Oye, Agustín, qué te parece que el Rockdelux no reseñe los Nocillas ni entre lo mejor del año ni de la década. Les has hecho algo o es que no eres lo suficientemente raro-alternativo-indie-desconocido para ellos??
Yo de resaca me como a mi madre empaná rellena de pajaritos fritos, y con mucho pan y mucha mayonesa, por supuesto. Ya tienes que ser escrupuloso para no comerte esas tortitas, Agustín, aunque estuvieran pasadas por el escaner vuelta y vuelta y mal hechas, como bien te dice Borde, que se ve que sabe tela de tortitas (gracias por las indicaciones). Supongo que algo comerías, que tenías un plan B, porque ver "El nadador" da hambre. Las piscinas abren el apetito, al menos a mí.
Estoy con David, ese cuento es imprescindible. Todo Cheever lo es. La peli me la dormí hace tiempo y no la vi entera, tengo que verla.
Y me voy a la cama ya, que me da cosa toparme con los Reyes Magos, y más con los camellos.
Que sean buenos los regalos, que los paquetes lleven algo dentro eh!!??
Hace poco leí el cuento de Cheever. Extraordinario. La inicial intranscendencia trivial se va haciendo cada vez más oscura. Es tremendo y siniestro.
La película la vi hace muchos años en la 2 y la tengo muy olvidada. Me la pongo en tareas pendientes, y ya van…
Carlos tiene razón, lo de la Rockdeluxe es muy fuerte.

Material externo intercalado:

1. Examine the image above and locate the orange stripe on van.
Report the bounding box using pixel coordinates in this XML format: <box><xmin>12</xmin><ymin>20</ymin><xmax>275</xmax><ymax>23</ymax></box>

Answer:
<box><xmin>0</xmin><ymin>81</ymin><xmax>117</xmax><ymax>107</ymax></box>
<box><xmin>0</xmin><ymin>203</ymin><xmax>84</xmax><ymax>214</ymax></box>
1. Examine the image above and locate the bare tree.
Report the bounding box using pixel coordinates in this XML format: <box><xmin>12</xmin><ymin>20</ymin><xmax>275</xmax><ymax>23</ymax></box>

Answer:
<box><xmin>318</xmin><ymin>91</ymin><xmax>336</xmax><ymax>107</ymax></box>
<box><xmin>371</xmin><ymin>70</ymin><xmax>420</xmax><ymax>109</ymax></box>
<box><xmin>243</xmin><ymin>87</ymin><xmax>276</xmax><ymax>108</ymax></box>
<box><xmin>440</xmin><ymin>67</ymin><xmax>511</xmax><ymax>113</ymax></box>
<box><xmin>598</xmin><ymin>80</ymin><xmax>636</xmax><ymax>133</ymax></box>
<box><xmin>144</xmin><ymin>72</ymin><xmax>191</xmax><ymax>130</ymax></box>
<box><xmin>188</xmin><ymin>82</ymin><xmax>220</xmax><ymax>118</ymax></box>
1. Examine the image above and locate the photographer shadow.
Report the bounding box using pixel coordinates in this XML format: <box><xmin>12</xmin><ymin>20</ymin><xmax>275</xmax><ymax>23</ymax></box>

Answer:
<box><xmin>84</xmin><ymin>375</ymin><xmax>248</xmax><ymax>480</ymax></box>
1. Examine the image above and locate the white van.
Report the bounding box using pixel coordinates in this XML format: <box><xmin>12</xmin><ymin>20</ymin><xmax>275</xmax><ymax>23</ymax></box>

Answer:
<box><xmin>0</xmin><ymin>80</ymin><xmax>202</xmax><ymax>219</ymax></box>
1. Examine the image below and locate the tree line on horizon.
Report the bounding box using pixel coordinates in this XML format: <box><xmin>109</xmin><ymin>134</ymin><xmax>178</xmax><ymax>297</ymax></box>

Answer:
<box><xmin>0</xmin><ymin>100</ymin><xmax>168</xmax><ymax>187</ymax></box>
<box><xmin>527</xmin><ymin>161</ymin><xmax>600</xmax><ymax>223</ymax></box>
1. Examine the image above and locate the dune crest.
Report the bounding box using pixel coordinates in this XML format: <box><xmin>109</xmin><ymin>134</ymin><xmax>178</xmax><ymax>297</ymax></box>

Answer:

Por lo de Lost, yo ya no vivo con la preocupación de si odiaré el siguiente capítul…bueno sí.Sobretodo en aquellos capítulos donde siempre parecía que al segundo siguiente algien iba a matar a Michael Emerson [Ben],todos decían ‘Voy a matar a Ben porque…’ Era horrible ,y al final Ben acabó chillándole a Jack que ya estaba bien, que todos querían matarlo. Gradioso Michael
Qué buen material para empezar una década. Me gusta esa estética de Zulueta fumando y mirando hacia afuera. Se cita La ciénaga, extraordinaria peli de Lucrecia Martel, y no hablemos del enorme Cheever que, como dice bien David, es buena, sin embargo el relato es doblemente conmovedor, como casi todo Cheever. Bien Agustín por dar rienda suelta a tus historias, que son nuestras. Abrazos a discreción. Brother pepe
Tortamancia. Me encanta.
Hasta la fecha sólo me había fijado en los mexicanos (¿son mexicanos? no serán vietnamitas ¿verdad?) que ven la cara de Jesús (e incluso de los 12 apósteles) cuando se les queman las tostados, pero el 1 de enero has abierto un nuevo camino.
Voy a dejar de desayunar cereales transgénicos y comprar esas maravillosas tostas liofilizadas. Además si luego me invitan a una nave especial, me las llevo. ¿Crees que se pondrán aún más raritas al salir de la atmósfera?
¿Veis de setas de verdad en las tortas? Lo mismo le pasaba a Alicia.
Que el conejo no se coma tus tortitas, necesitemos que nos leas el futuro.
Mi tortamancia: no he leído nada alarmante acerca del 2012 en tu experiencia culinaria de principio de año.
Saludos y tortas a raudales a tod@s.
Dices, un día casi perfecto, luego algo te faltó.